Single by Miguel Bosé

from the album Salamandra
- Released: 1986
- Recorded: 1985
- Genre: Pop
- Length: 4:51
- Songwriters: Miguel Bosé, E. Aldrighetti, V. Ierovante

Miguel Bosé singles chronology
| "Aire Soy" (1986) | "Nena" (1986) | "Partisano" (1987) |

= Nena (song) =

1986 single by Miguel Bosé

"Nena" (Spanish for "Baby") is a song released as a single in 1986. It was written by Miguel Bosé, E. Aldrighetti, and V. Ierovante, and was included on Bose's studio album Salamandra.

== Miguel Bosé and Paulina Rubio version ==
The same song was re-recorded, including Mexican singer Paulina Rubio and was released as the first single from Bosé's album Papito. This new version was produced by Carlos Jean.

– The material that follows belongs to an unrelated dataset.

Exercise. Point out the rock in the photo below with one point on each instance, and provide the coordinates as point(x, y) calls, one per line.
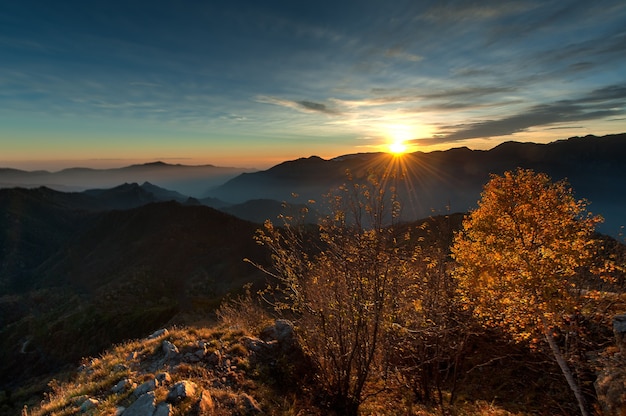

On August 29, 2007 this new version received a Latin Grammy nomination for Record of the Year.

== Charts ==
===Solo===

| Chart (1987) | Peak position |
|---|---|
| US Hot Latin Songs (Billboard) | 48 |

===with Paulina Rubio===

| Chart (2007) | Peak position |
|---|---|
| US Hot Latin Songs (Billboard) | 27 |
| US Latin Pop Songs (Billboard) | 6 |
| Venezuela (Record Report) | 7 |

== Certifications ==

| Region | Certification | Certified units/sales |
| Spain (Promusicae) | Platinum | 20,000^{*} |
| Spain (Promusicae) Ringtone | Gold | 10,000^{*} |
^{*} Sales figures based on certification alone.